Apple CEO Tim Cook met Indian Prime Minister Narendra Modi on Saturday, concluding his maiden trip to India. According to an official statement released by the Indian government following the meeting, Cook and Modi discussed Apple’s “future plans for India” and “the possibilities of manufacturing and retailing” in the country.
— Narendra Modi (@narendramodi) May 21, 2016
“He appreciated the breadth of young talent in India, and said the youth have significant skills which Apple would like to tap. He mentioned the immense potential for ‘app-development’ that exists in the country. He also elaborated on the Map Development Centre that Apple Inc. is setting up in Hyderabad,” the prime minister’s office said in the statement. “Issues regarding cyber-security and data encryption also came up for discussion.”
— Tim Cook (@tim_cook) May 21, 2016
India has been the sole bright spot in Apple’s latest quarterly report, when the California-based company reported its first-ever decline in iPhone sales, which led to its first revenue decline in 13 years. In the first quarter of 2016, when its global iPhone sales dropped 16 percent year-on-year, they surged 56 percent in India.
However, given that Apple still commands only 2 percent market share in India — where 100 million smartphones were sold last year — Cook’s visit was seen by many as part of the company’s push to expand its presence in the Asian country.
“We haven't just viewed India for sales and marketing before, but we are clearly taking a step back. We are clearly viewing India as much more strategic. We are looking at it through a global lens and everything that we can do with India that may also serve the rest of the world,” Cook said Friday, in an interview with Indian news channel NDTV.
To expand its presence in a market where most smartphones sell for less than $150 — way below the hefty $550 the new Apple phone is currently priced in India — Apple has sought approval to sell refurbished, or “pre-owned and certified” iPhones in the country. Although its request to do so was turned down earlier this month by the government, which cited concerns about e-waste dumping, Reuters reported, citing a source speaking on the condition of anonymity, that Cook had asked Modi to reconsider the decision during the meeting.
Earlier this week, Apple also announced plans to open a software development center in the south Indian city of Hyderabad and a design and development accelerator in Bengaluru — widely regarded as India’s tech and startup capital. Reports have even indicated that Apple may open its own retail stores in the country later this year — a move that has, so far, been blocked by Indian regulations that require 30 percent of the goods in a store to be sourced locally.
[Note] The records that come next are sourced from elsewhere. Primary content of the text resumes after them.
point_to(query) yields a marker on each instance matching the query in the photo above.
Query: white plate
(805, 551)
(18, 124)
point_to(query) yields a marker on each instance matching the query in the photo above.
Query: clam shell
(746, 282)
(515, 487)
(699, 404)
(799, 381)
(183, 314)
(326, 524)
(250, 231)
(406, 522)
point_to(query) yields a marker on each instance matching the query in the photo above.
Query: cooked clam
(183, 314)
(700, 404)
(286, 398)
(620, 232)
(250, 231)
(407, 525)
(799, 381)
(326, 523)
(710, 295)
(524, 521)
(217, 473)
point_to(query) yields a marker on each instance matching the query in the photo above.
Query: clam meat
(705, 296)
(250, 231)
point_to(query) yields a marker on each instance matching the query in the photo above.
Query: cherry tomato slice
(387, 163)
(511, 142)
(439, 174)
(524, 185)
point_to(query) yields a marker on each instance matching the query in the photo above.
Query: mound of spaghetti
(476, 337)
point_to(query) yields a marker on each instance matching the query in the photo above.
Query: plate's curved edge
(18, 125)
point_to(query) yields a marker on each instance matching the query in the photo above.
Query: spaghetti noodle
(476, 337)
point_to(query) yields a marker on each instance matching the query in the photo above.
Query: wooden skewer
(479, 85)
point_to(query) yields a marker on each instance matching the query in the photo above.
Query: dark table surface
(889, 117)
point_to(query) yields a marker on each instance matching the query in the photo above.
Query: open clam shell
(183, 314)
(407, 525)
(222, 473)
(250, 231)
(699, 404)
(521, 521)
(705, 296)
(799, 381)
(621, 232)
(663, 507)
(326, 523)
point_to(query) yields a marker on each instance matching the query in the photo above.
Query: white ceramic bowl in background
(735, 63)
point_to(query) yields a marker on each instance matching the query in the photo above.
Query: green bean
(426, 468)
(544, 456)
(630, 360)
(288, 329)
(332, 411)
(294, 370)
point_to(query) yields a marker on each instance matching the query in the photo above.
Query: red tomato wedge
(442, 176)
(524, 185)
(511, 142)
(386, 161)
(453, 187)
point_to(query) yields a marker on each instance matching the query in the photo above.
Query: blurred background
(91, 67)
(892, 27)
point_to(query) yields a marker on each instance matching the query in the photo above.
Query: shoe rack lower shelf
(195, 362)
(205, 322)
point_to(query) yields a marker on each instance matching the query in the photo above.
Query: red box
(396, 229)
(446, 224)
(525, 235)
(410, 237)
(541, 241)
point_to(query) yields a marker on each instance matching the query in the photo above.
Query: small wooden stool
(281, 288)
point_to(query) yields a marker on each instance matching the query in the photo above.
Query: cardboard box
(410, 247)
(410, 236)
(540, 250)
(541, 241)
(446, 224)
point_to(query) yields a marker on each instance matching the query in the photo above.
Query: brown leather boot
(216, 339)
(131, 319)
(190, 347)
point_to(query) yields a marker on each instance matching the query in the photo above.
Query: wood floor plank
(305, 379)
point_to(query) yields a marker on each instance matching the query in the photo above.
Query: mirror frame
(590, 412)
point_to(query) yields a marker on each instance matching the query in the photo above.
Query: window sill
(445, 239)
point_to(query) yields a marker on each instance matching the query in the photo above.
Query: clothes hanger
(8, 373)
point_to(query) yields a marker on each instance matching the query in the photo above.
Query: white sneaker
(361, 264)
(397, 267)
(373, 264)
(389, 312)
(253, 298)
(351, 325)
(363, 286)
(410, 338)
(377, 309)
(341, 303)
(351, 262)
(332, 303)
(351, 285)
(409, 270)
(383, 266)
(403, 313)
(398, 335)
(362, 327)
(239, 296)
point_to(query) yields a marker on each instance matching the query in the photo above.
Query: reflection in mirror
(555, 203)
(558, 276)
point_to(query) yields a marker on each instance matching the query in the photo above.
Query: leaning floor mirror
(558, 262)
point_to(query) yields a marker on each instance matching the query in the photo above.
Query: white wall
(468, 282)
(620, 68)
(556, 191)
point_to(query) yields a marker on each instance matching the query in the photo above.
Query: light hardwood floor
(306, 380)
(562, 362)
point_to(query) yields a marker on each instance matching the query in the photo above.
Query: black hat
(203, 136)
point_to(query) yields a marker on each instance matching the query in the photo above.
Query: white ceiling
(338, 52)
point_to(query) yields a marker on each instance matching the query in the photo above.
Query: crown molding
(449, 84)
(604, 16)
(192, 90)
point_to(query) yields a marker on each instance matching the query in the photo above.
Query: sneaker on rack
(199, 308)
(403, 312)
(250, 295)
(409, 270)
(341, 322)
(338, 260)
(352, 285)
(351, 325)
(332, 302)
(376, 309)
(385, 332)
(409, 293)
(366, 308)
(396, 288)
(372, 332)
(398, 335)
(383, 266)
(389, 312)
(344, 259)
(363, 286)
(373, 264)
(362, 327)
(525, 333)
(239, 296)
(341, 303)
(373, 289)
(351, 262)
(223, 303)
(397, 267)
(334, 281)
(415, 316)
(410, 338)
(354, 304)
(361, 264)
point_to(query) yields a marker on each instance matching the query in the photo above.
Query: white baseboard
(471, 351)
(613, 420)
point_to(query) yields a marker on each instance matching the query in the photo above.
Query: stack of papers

“It's not a done deal yet, we have applied for the right to do that and we're working closely with the government and I'm really optimistic about it. But we have not been given the green light yet,” Cook told NDTV. “We'll have a multichannel kind of approach, we'll have our APR's, authorized premium resellers, and these are very nice mono-branded and they have been trained by Apple, they have a look and feel that we spent a lot of time on.”
For Modi, the meeting with Cook offered a chance to tout his government’s “Make in India” campaign — a plan that envisages turning the country into a global manufacturing hub — and the “Digital India” project, which aims to increase internet access and broadband penetration throughout the country.
“The Prime Minister explained his Digital India initiative, and identified three key objectives of Digital India as e-education, health and increasing farmers’ incomes. He sought support from Apple in furthering these objectives,” the prime minister’s office said in the statement, without providing Cook’s response.